The tree gets its name from its greenish-yellow flowers with orange markings that resemble a tulip at first glance. Upon closer inspection, similarities to the genus Magnolia will be apparent. Mature trees sometimes display pyramidal forms, but more typically tend to produce a broad, symmetrical columnar shape in open areas. Flowers form about 15 years after planting on trees started from seed. Plants propagated by cutting or by grafting from mature trees flower much faster, typically in two to three years. Large, multilobed leaves turn a striking gold in the fall. During drought they may prematurely turn yellow and defoliate. This stately tree prefers full to partial sun in deep, fertile, moist soils.

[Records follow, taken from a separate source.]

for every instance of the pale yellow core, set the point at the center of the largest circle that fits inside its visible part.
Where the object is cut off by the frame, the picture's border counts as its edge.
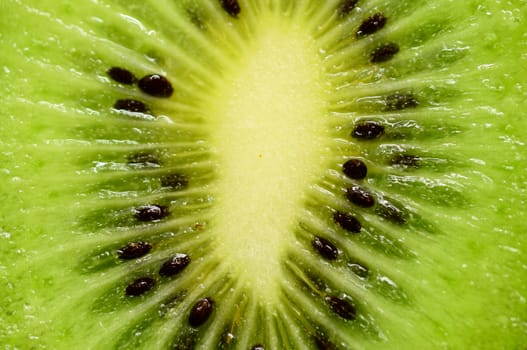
(270, 139)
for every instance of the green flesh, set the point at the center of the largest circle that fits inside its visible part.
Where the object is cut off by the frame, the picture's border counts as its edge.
(260, 124)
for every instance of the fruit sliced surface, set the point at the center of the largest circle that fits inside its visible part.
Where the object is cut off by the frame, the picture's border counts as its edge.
(273, 174)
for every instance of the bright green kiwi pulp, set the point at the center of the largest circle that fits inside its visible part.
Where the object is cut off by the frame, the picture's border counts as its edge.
(260, 123)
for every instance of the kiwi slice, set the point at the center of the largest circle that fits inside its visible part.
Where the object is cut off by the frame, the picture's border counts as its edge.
(263, 174)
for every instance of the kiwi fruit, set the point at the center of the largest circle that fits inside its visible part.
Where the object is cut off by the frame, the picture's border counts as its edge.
(263, 174)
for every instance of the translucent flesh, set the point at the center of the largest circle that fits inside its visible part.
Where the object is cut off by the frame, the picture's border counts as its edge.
(260, 121)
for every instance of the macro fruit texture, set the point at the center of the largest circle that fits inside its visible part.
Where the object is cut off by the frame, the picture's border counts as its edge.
(246, 174)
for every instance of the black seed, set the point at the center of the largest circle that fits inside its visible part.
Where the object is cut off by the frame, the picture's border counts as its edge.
(359, 270)
(367, 130)
(122, 75)
(156, 85)
(406, 161)
(347, 221)
(397, 102)
(391, 213)
(346, 6)
(174, 265)
(200, 312)
(151, 212)
(232, 7)
(176, 181)
(359, 196)
(325, 248)
(322, 343)
(140, 286)
(355, 169)
(371, 25)
(341, 307)
(131, 106)
(134, 250)
(384, 53)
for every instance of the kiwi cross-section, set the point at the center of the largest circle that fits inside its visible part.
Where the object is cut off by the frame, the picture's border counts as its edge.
(263, 174)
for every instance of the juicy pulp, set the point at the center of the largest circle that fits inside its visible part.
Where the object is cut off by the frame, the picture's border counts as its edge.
(244, 88)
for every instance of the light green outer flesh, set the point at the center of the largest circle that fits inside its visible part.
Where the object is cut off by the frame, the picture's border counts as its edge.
(480, 303)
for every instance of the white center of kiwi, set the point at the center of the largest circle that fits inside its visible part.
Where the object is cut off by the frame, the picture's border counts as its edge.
(270, 139)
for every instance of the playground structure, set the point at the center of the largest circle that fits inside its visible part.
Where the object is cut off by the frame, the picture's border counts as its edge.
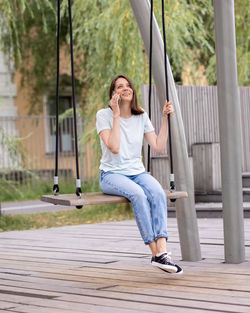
(230, 133)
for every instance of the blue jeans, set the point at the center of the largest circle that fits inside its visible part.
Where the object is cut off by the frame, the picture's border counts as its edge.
(148, 200)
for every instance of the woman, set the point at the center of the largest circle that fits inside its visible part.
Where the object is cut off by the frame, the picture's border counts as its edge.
(121, 128)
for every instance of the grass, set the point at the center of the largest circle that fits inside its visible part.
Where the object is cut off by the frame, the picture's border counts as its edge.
(11, 191)
(87, 215)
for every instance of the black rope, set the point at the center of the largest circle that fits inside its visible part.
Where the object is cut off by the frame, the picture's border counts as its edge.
(78, 183)
(172, 183)
(56, 185)
(150, 73)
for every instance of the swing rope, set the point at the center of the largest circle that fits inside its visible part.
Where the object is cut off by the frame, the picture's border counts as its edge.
(172, 182)
(78, 181)
(150, 74)
(56, 182)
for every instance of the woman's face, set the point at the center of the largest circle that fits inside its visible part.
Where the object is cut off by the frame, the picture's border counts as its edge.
(123, 88)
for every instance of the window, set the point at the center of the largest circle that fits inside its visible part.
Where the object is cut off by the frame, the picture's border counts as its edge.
(66, 131)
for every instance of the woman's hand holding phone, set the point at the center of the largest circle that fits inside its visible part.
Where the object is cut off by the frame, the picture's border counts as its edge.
(114, 104)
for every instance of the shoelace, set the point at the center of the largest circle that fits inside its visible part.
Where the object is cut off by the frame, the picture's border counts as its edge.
(167, 256)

Liriodendron tulipifera Robert E. Lyons ©

Liriodendron tulipifera
Robert E. Lyons ©

Characterized by rapid growth, tulip poplars range between 50 to 70 feet high, but can grow over 100 feet tall and 40 feet wide with trunk diameters up to 4 to 8 feet. This is not a tree for small landscapes, though a few cultivars are available for the typical small suburban year. L. tulipifera ‘Arnold’ is the same tree as ‘Fastigiatum’. Named after the Arnold Arboretum, ‘Arnold’ forms a neat, narrow, flat-topped column, maturing to 60 feet high and 20 feet wide. Well adapted to North Carolina (Zones 6 to 8), this cultivar may show a few problems, including narrow crotch angles, which can result in branch splitting, and leaf miners. Visitors to the JC Raulston Arboretum (JCRA) will find a specimen of ‘Arnold’ to the west of the McSwain Education Center.

L. tulipifera ‘Ardis’, the little leaf tulip poplar, is an excellent choice for compact landscapes. Reduced in both leaf size and stature, this tree can be spotted growing near the JCRA parking lot. Other compact forms of tulip tree have recently been discovered, so expect some new cultivars in a few years.